Why is formation flight in brown pelicans imprecise? Interaction of trailing vortices with a surface may produce complex and unpredictable flow fields (vortex rebound, secondary vortices, unsteady separation of boundary layers, Didden & Ho, 1985; Spedding, 1987b) which may modify savings compared with predictions for formation flight out of ground effect (Fig. 2). Imprecision in positioning for brown pelicans flying out of ground effect may be caused by difficulty in maintaining position under windy conditions.

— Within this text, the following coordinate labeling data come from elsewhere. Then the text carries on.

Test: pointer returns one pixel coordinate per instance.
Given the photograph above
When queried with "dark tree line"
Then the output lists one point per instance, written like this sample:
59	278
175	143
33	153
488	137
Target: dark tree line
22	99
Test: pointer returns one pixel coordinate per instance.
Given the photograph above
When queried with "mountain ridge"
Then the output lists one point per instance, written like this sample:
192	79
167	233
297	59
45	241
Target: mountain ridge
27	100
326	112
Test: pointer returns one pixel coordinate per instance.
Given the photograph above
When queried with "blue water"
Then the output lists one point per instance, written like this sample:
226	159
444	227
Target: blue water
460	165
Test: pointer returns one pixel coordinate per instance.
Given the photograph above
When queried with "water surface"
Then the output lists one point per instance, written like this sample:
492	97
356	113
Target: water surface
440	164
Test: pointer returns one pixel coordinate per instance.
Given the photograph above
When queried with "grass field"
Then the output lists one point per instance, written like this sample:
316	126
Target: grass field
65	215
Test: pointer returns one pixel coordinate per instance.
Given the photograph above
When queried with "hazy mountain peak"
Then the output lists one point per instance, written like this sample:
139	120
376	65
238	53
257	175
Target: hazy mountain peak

It is clear that formation flight need not always provide optimum benefits for locomotion. Also, since ground effects may prevent benefits from formation flight, the birds may face a choice of which mechanism to use when it is calm. The choice to fly in ground effect may be based on predictability of saving from this behaviour, since the same saving could be achieved only with precise optimum positioning in formation (Figs 1, 2). The choice may thus be similar to other cases where locomotion performance depends on relative benefits of alternative mechanisms, such as schooling in fish for energetic benefit compared with predator avoidance (Abrahams & Colgan, 1985), porpoising in penguins for energy conservation compared with respiratory ventilation (Hui, 1987) and selection of speeds based on performance criteria (Pyke, 1981).

I thank Dr and Mrs Maurice Friot of Marco Island for their hospitality and assistance and Dr G. Spedding and an anonymous referee for comments on the manuscript.